(Valor Econômico - São Paulo/SP - EU & INVESTIMENTOS P.D4 - 10/11/2011)
Por Chiara Quintão | São Paulo
As margens brutas da Tecnisa seguem em patamares elevados, mas sofreram impacto, no trimestre e no acumulado do ano, do aumento da participação de produtos da linha Flex, com preço de venda por unidade de até R$ 350 mil, no mix da empresa e da alta de custos acima do INCC (indicador de reajuste das parcelas durante o período de construção).
No terceiro trimestre, a margem bruta ajustada da Tecnisa foi de 35,7%, ante 36,6% no mesmo período do ano passado. No acumulado dos nove meses até setembro, o indicador ficou em 37,7%, abaixo dos 39,6% de janeiro a setembro de 2010. "Temos apresentado consistência na margem bruta", ressalta o diretor-presidente da Tecnisa, Meyer Nigri.
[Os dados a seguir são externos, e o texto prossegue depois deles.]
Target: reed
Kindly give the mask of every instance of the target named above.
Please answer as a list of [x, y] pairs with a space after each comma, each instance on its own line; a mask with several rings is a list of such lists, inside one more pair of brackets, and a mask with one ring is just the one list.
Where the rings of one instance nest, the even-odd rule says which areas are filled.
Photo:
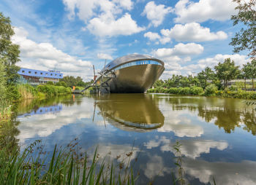
[[7, 155], [7, 150], [1, 150], [3, 184], [135, 184], [137, 179], [132, 168], [121, 170], [116, 162], [100, 158], [97, 148], [90, 160], [86, 152], [78, 155], [74, 144], [69, 151], [56, 146], [48, 160], [39, 143], [35, 141], [22, 154]]

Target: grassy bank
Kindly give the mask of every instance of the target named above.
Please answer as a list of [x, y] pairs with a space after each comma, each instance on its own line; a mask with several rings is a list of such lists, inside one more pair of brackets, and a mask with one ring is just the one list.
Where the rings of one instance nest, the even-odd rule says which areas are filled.
[[33, 87], [30, 84], [18, 85], [19, 99], [45, 98], [56, 95], [71, 94], [71, 88], [52, 84], [38, 85]]
[[39, 141], [21, 154], [16, 151], [7, 155], [9, 151], [4, 149], [0, 151], [0, 181], [3, 184], [135, 184], [130, 162], [121, 168], [122, 162], [107, 162], [108, 156], [99, 156], [97, 149], [89, 156], [86, 152], [77, 154], [76, 146], [75, 142], [64, 149], [56, 146], [50, 156], [43, 152]]
[[203, 90], [200, 87], [171, 87], [163, 88], [159, 87], [155, 89], [149, 89], [147, 92], [149, 93], [169, 93], [174, 95], [202, 95], [211, 97], [223, 97], [233, 98], [242, 98], [256, 100], [256, 92], [244, 91], [241, 89], [226, 88], [224, 90], [218, 90], [217, 87], [214, 84], [210, 84]]

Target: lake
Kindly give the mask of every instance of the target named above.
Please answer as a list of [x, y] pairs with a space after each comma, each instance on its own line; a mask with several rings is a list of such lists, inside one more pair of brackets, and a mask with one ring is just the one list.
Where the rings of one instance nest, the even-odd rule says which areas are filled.
[[186, 184], [256, 184], [256, 111], [244, 100], [165, 94], [69, 95], [22, 102], [15, 138], [46, 151], [75, 138], [113, 160], [132, 151], [138, 184], [170, 184], [181, 152]]

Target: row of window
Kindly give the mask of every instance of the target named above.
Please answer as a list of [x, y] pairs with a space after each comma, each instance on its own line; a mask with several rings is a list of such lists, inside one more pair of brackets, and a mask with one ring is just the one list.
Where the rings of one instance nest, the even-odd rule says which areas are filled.
[[154, 64], [154, 65], [159, 65], [162, 66], [162, 64], [157, 61], [154, 60], [139, 60], [139, 61], [135, 61], [135, 62], [130, 62], [127, 63], [124, 65], [121, 65], [116, 68], [114, 68], [115, 71], [119, 70], [120, 68], [130, 67], [133, 66], [138, 66], [138, 65], [145, 65], [145, 64]]
[[[23, 74], [24, 74], [24, 73], [25, 73], [25, 71], [23, 70], [21, 72], [22, 72]], [[31, 74], [31, 71], [29, 71], [29, 74]], [[34, 74], [37, 74], [37, 71], [34, 71]], [[40, 74], [42, 75], [42, 72], [40, 72]], [[53, 74], [50, 74], [50, 76], [53, 76]], [[48, 76], [48, 74], [46, 73], [46, 74], [45, 74], [45, 76]], [[57, 74], [55, 74], [55, 76], [57, 76]], [[59, 76], [61, 76], [61, 74], [59, 74]]]

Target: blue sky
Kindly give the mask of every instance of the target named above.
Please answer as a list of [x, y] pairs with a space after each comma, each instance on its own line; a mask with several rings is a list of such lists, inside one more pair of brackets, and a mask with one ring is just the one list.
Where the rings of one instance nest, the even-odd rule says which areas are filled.
[[93, 76], [116, 58], [132, 53], [162, 60], [162, 79], [196, 74], [231, 58], [242, 66], [248, 52], [233, 55], [228, 44], [232, 0], [1, 0], [20, 45], [18, 66]]

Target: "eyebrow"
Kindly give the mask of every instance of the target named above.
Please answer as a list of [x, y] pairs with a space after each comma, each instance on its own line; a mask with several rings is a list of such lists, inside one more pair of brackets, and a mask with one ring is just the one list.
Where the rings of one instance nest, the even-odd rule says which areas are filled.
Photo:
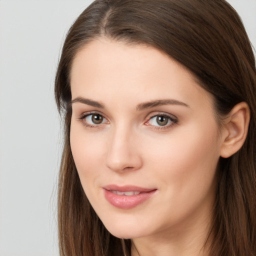
[[[80, 102], [83, 104], [86, 104], [99, 108], [104, 108], [104, 106], [101, 103], [86, 98], [82, 97], [77, 97], [71, 102], [71, 104], [73, 104], [76, 102]], [[150, 108], [155, 106], [158, 106], [164, 105], [180, 105], [182, 106], [190, 108], [190, 106], [184, 103], [184, 102], [177, 100], [152, 100], [144, 103], [141, 103], [137, 105], [136, 110], [142, 110], [146, 108]]]
[[101, 104], [98, 102], [92, 100], [89, 100], [88, 98], [83, 98], [82, 97], [78, 97], [74, 98], [71, 102], [71, 104], [73, 104], [73, 103], [76, 103], [76, 102], [82, 103], [83, 104], [86, 104], [86, 105], [89, 105], [90, 106], [96, 106], [96, 108], [104, 108], [104, 107], [103, 104]]
[[149, 108], [154, 106], [164, 105], [180, 105], [190, 108], [190, 106], [188, 104], [176, 100], [158, 100], [139, 104], [137, 106], [136, 109], [138, 110], [141, 110], [145, 108]]

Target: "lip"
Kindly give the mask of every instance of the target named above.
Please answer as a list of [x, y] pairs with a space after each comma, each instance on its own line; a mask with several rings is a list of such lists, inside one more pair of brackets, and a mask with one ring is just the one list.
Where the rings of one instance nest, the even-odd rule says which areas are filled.
[[[130, 209], [143, 203], [150, 198], [156, 192], [156, 188], [146, 188], [128, 185], [119, 186], [115, 184], [103, 187], [105, 198], [113, 206], [121, 209]], [[136, 192], [140, 193], [133, 196], [116, 194], [112, 191], [120, 192]]]

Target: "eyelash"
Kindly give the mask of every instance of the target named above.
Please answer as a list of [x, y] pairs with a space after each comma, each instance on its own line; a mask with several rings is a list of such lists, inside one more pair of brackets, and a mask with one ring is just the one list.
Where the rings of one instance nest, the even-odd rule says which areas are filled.
[[[105, 119], [106, 120], [107, 120], [106, 118], [104, 117], [104, 116], [102, 114], [100, 113], [98, 113], [98, 112], [88, 112], [82, 115], [81, 115], [78, 119], [80, 120], [82, 124], [84, 126], [88, 128], [101, 128], [102, 125], [104, 124], [105, 124], [105, 122], [103, 124], [88, 124], [86, 122], [85, 122], [85, 119], [86, 118], [92, 115], [96, 115], [96, 116], [102, 116], [103, 118]], [[170, 121], [172, 122], [171, 124], [167, 124], [166, 126], [152, 126], [148, 124], [148, 122], [150, 120], [154, 118], [156, 118], [156, 116], [163, 116], [164, 118], [166, 118], [168, 119], [168, 121]], [[107, 120], [108, 122], [108, 120]], [[170, 128], [171, 127], [173, 126], [174, 126], [178, 122], [178, 120], [176, 116], [170, 116], [169, 114], [168, 114], [166, 113], [162, 114], [162, 113], [158, 113], [157, 114], [154, 114], [152, 116], [150, 116], [148, 119], [148, 120], [144, 122], [144, 124], [146, 126], [150, 126], [150, 128], [153, 130], [164, 130], [168, 128]]]

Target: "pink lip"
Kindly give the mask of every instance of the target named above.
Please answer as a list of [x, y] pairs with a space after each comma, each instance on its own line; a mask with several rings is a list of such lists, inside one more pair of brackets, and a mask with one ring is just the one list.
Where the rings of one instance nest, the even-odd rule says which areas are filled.
[[[121, 209], [130, 209], [142, 204], [151, 198], [156, 191], [156, 188], [145, 188], [134, 186], [118, 186], [112, 184], [103, 188], [106, 200], [112, 206]], [[121, 192], [138, 192], [133, 196], [116, 194], [112, 190]]]

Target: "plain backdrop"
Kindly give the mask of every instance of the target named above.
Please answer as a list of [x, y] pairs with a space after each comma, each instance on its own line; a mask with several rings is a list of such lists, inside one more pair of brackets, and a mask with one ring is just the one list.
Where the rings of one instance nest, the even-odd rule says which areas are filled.
[[[92, 2], [0, 0], [0, 256], [58, 255], [54, 76], [67, 30]], [[256, 47], [256, 0], [229, 2]]]

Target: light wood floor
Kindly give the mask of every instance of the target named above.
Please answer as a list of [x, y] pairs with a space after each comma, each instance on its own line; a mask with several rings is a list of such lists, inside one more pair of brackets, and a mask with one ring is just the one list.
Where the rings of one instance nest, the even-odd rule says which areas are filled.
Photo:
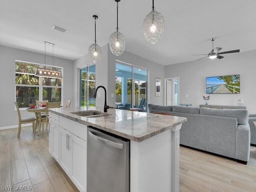
[[[31, 186], [31, 191], [79, 191], [48, 151], [48, 134], [32, 126], [0, 130], [0, 186]], [[180, 192], [256, 191], [256, 147], [243, 165], [180, 147]], [[10, 191], [6, 190], [4, 191]]]

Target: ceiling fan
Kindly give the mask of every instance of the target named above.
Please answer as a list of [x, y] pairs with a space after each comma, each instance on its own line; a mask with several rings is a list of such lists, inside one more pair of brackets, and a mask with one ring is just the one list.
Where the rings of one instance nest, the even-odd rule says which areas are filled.
[[207, 56], [203, 57], [202, 58], [201, 58], [200, 59], [198, 59], [197, 60], [200, 60], [202, 59], [203, 59], [204, 58], [206, 58], [207, 57], [209, 57], [210, 59], [215, 59], [217, 58], [218, 59], [222, 59], [224, 57], [223, 56], [221, 56], [220, 55], [222, 54], [227, 54], [228, 53], [237, 53], [240, 51], [240, 49], [237, 49], [236, 50], [233, 50], [232, 51], [225, 51], [224, 52], [221, 52], [219, 53], [219, 51], [222, 48], [220, 47], [216, 47], [215, 49], [213, 49], [213, 42], [214, 40], [215, 40], [215, 38], [213, 37], [212, 38], [211, 38], [210, 39], [211, 41], [212, 42], [212, 49], [211, 51], [211, 52], [209, 53], [208, 54], [201, 54], [201, 55], [207, 55]]

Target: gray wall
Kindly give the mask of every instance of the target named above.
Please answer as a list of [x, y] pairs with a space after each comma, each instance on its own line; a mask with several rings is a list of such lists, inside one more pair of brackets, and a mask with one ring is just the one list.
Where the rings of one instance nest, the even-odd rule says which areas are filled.
[[[210, 95], [208, 104], [238, 105], [242, 96], [250, 113], [256, 113], [256, 50], [223, 55], [221, 59], [208, 58], [164, 67], [164, 78], [180, 77], [180, 103], [204, 104], [202, 95]], [[206, 78], [240, 74], [239, 94], [206, 94]], [[188, 94], [188, 97], [184, 96]]]
[[[16, 91], [15, 60], [44, 64], [44, 54], [0, 45], [0, 128], [15, 126], [18, 124], [18, 114], [14, 110], [14, 103]], [[63, 67], [63, 104], [68, 99], [73, 100], [72, 64], [72, 60], [54, 58], [54, 65]], [[22, 117], [34, 116], [26, 110], [21, 111], [21, 114]]]
[[[148, 102], [160, 105], [164, 104], [163, 86], [162, 86], [163, 88], [161, 90], [161, 96], [155, 96], [155, 78], [160, 78], [162, 80], [161, 82], [163, 84], [164, 66], [126, 51], [124, 51], [120, 56], [114, 56], [111, 53], [108, 44], [103, 46], [101, 49], [101, 59], [98, 63], [96, 64], [96, 86], [103, 85], [106, 88], [108, 105], [114, 106], [116, 104], [116, 60], [148, 69]], [[138, 54], [139, 54], [139, 53]], [[76, 88], [76, 90], [74, 92], [73, 98], [77, 98], [75, 104], [76, 106], [79, 105], [79, 74], [77, 69], [91, 64], [87, 54], [74, 61], [74, 75], [75, 80], [74, 86]], [[102, 94], [102, 96], [104, 95], [104, 92], [102, 89], [99, 89], [98, 92]], [[111, 93], [114, 94], [114, 97], [111, 97]], [[97, 106], [103, 106], [104, 104], [104, 97], [102, 96], [100, 98], [97, 96], [96, 103]]]

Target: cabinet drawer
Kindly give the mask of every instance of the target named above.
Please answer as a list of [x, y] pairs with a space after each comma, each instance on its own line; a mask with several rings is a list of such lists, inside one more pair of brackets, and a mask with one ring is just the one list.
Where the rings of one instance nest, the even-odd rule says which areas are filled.
[[60, 116], [60, 126], [83, 140], [87, 140], [87, 126]]

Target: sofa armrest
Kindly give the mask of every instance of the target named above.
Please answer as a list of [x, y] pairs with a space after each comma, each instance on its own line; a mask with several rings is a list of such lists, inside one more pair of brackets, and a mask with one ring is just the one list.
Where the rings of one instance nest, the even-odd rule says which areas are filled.
[[236, 129], [236, 157], [237, 159], [248, 162], [250, 157], [251, 134], [249, 124], [238, 124]]
[[256, 118], [256, 114], [249, 114], [249, 117], [255, 117], [255, 118]]

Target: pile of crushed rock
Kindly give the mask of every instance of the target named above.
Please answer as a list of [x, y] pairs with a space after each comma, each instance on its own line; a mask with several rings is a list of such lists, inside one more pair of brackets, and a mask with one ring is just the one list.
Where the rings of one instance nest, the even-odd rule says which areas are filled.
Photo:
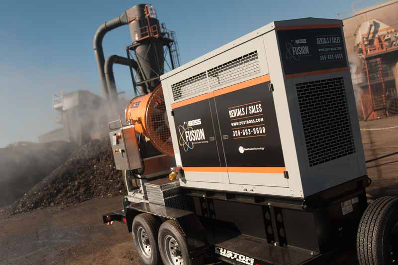
[[121, 171], [115, 168], [109, 139], [93, 140], [78, 148], [64, 164], [13, 203], [8, 211], [15, 214], [48, 206], [67, 206], [124, 192]]

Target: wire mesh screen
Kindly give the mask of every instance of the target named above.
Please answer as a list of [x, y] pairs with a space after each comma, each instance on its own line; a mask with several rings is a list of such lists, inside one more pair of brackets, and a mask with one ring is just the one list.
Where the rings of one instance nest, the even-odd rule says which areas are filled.
[[189, 97], [193, 94], [206, 91], [208, 89], [205, 72], [191, 76], [171, 86], [174, 100]]
[[260, 72], [257, 51], [245, 54], [207, 70], [211, 88]]
[[145, 117], [147, 133], [152, 144], [159, 151], [173, 156], [174, 151], [161, 86], [158, 87], [152, 93]]
[[309, 166], [355, 153], [343, 77], [298, 83], [296, 87]]

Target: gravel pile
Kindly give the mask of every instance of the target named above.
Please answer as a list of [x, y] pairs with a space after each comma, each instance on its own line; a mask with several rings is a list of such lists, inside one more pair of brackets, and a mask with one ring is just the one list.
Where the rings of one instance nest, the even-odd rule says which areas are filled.
[[0, 207], [8, 205], [64, 164], [76, 150], [65, 141], [22, 142], [0, 148]]
[[10, 213], [72, 205], [93, 198], [120, 195], [124, 191], [121, 171], [115, 168], [109, 139], [93, 140], [15, 202]]

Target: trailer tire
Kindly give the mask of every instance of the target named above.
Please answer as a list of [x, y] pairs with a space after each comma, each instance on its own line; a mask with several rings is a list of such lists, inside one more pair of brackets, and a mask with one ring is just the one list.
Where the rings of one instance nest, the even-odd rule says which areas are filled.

No terceiro trimestre, a Tecnisa registrou queda de 9% no lucro líquido ante o mesmo período do ano passado, para R$ 49 milhões. Para essa redução, contribuiu a queda de 21% do resultado financeiro, para R$ 7,5 milhões. Enquanto as receitas financeiras aumentaram 44%, as despesas financeiras cresceram 136,7%.
Na comparação dos dois intervalos, a receita líquida aumentou 12%, para R$ 397 milhões, e a geração de caixa medida pelo Ebitda subiu 3%, para R$ 94 milhões. A margem Ebitda caiu de 25,8% para 23,6% na comparação dos dois intervalos. O lucro bruto subiu 5%, para R$ 112 milhões.
A Tecnisa espera vendas recordes em 2011, pois comercializou, até setembro, o equivalente a 2010, que havia sido seu melhor ano. A companhia lançou, nos primeiros nove meses, metade da meta de R$ 2,2 bilhões para 2011, mas ainda assim a expectativa de Meyer é que a projeção seja cumprida. "Tudo indica que cumpriremos, mas 'guidance' é norte e não promessa." A companhia espera se tornar geradora de caixa a partir do primeiro semestre de 2012.
No acumulado de janeiro a setembro, o lucro líquido aumentou 32%, para R$ 177 milhões. A receita líquida teve alta de 53%, para R$ 1,23 bilhão, e o Ebitda subiu 41%, para R$ 318 milhões.
A companhia melhorou seus indicadores de despesas comerciais e custos administrativos. A relação entre despesas administrativas e as vendas contratadas passou de 10,2% para 9,6% no trimestre e de 10,6% para 6,3% no acumulado de nove meses. Já a parcela de despesas comerciais sobre vendas contratadas caiu de 8,3% para 5,1% no trimestre e baixou de 6,9% para 4,7% no comparativo de nove meses.